Over the last 30 yr, there has been an ongoing debate on the dates and modes of the earliest colonization of
East Polynesia, namely the Cook Islands, the 5 archipelagos of French Polynesia, the Hawai’i Islands, Easter Island, and New Zealand. At least 3 alternative models were proposed by Sinoto, Anderson, Kirch, and Conte, but interestingly all these models basically relied on the same set of roughly 200 radiocarbon dates on various organic materials from archaeological excavations as far back as the 1950s. Some of the models differed by 500–1000 yr—for a proposed initial colonization around the turn of the BC/AD eras, if not considerably later.

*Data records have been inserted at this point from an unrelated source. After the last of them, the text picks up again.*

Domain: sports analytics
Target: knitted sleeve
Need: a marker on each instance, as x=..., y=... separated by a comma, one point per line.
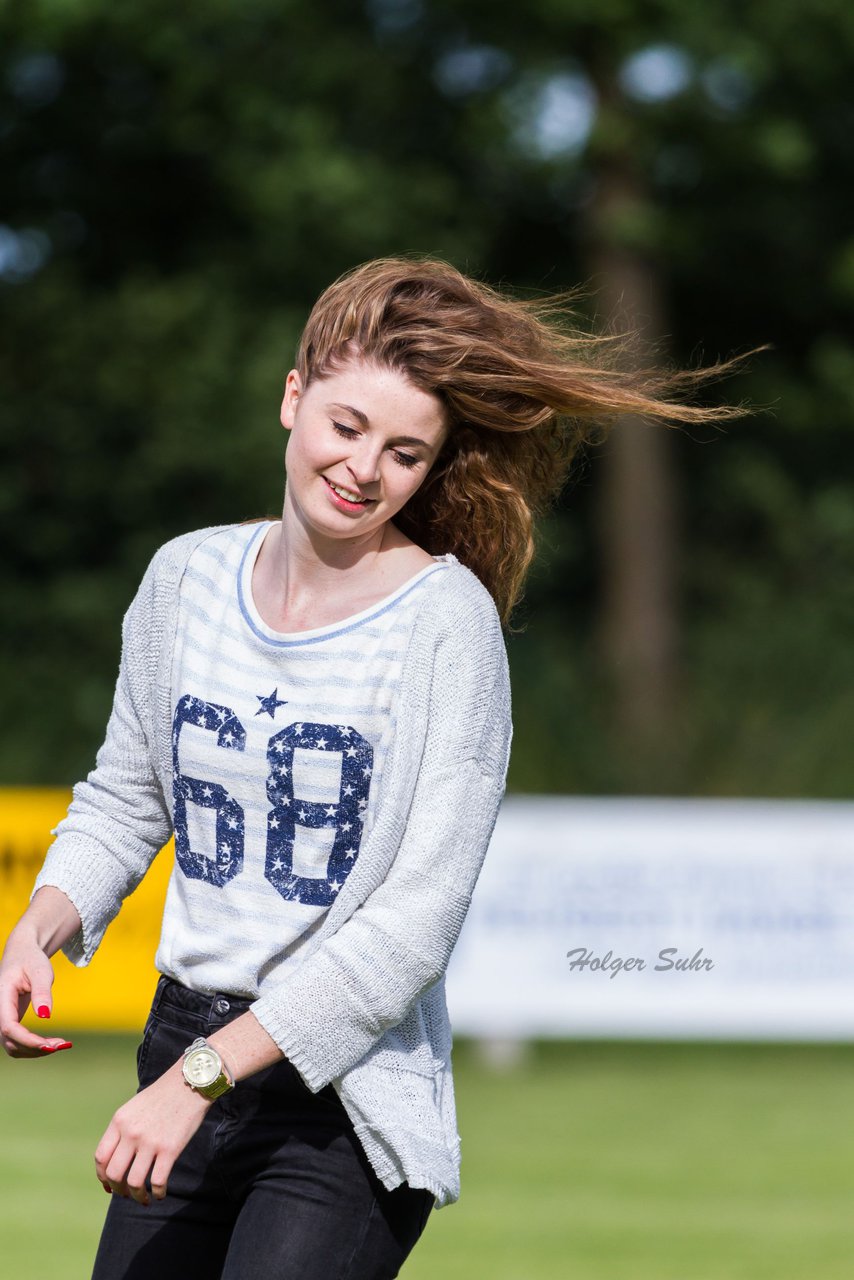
x=118, y=818
x=364, y=978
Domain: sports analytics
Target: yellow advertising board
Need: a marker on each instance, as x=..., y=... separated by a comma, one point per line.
x=114, y=991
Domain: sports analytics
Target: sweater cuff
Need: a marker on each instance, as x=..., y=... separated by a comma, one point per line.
x=81, y=878
x=268, y=1011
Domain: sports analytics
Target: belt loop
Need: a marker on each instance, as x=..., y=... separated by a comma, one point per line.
x=158, y=996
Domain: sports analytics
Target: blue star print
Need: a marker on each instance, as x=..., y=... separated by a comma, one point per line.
x=269, y=703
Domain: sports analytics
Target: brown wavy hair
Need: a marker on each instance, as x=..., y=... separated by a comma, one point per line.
x=523, y=388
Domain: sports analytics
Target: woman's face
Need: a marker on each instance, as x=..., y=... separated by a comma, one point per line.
x=362, y=440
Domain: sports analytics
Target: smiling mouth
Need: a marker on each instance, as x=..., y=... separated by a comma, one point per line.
x=348, y=496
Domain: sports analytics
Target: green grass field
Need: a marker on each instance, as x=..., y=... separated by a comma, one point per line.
x=588, y=1160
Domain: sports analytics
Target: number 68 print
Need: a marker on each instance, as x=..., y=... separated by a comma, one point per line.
x=288, y=810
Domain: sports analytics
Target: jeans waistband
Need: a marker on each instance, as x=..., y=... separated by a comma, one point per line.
x=217, y=1006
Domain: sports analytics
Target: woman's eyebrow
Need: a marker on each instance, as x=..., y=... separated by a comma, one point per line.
x=362, y=417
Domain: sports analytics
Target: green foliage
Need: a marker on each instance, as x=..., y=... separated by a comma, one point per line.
x=181, y=181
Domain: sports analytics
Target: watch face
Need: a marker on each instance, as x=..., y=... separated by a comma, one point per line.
x=201, y=1066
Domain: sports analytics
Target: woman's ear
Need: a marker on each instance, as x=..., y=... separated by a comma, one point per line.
x=292, y=393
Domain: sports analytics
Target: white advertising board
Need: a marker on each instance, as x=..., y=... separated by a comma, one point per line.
x=662, y=919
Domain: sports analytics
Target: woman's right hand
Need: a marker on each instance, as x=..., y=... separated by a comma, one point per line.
x=27, y=974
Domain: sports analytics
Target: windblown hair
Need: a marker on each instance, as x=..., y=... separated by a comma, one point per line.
x=523, y=391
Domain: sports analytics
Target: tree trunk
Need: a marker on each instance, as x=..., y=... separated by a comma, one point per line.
x=638, y=520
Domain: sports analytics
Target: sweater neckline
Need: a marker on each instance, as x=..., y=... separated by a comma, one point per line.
x=268, y=634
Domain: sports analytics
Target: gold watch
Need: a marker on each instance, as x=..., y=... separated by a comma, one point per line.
x=204, y=1070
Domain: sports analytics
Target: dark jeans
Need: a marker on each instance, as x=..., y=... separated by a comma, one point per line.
x=274, y=1183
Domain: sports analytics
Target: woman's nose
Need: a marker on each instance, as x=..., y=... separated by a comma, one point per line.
x=364, y=465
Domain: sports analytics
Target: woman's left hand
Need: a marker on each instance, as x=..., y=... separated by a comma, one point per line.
x=146, y=1136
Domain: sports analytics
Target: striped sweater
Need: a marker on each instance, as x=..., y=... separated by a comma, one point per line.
x=361, y=1001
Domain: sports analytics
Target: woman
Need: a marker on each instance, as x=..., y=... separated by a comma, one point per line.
x=319, y=708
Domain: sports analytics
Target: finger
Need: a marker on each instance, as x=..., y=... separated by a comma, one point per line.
x=137, y=1175
x=105, y=1151
x=160, y=1174
x=118, y=1168
x=41, y=982
x=21, y=1042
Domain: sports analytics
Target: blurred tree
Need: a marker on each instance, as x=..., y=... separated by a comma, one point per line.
x=179, y=183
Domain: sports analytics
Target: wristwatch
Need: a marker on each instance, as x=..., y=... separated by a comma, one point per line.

By comparing the different approaches to this chronological issue, it becomes evident that almost all known problems in dealing with 14C dates from archaeological excavations are involved: stratigraphy and exact location of samples, sample material and quality, inbuilt ages and reservoir effects, lab errors in ancient
dates, etc. More recently, research into landscape and vegetation history has produced alternative 14C dating for early human impact, adding to the confusion about the initial stages of island colonization, while archaeological 14C dates, becoming increasingly “young” as compared to former investigations, now advocate a rapid and late (post-AD 900) colonization of the archipelagos. As it appears, the Polynesian case is more than just another case study, it’s a lesson on 14C-based archaeological chronology. The present paper does not pretend to solve the problems of early Polynesian colonization, but intends to contribute to the debate on how 14C specialists and archaeologists might cooperate in the future.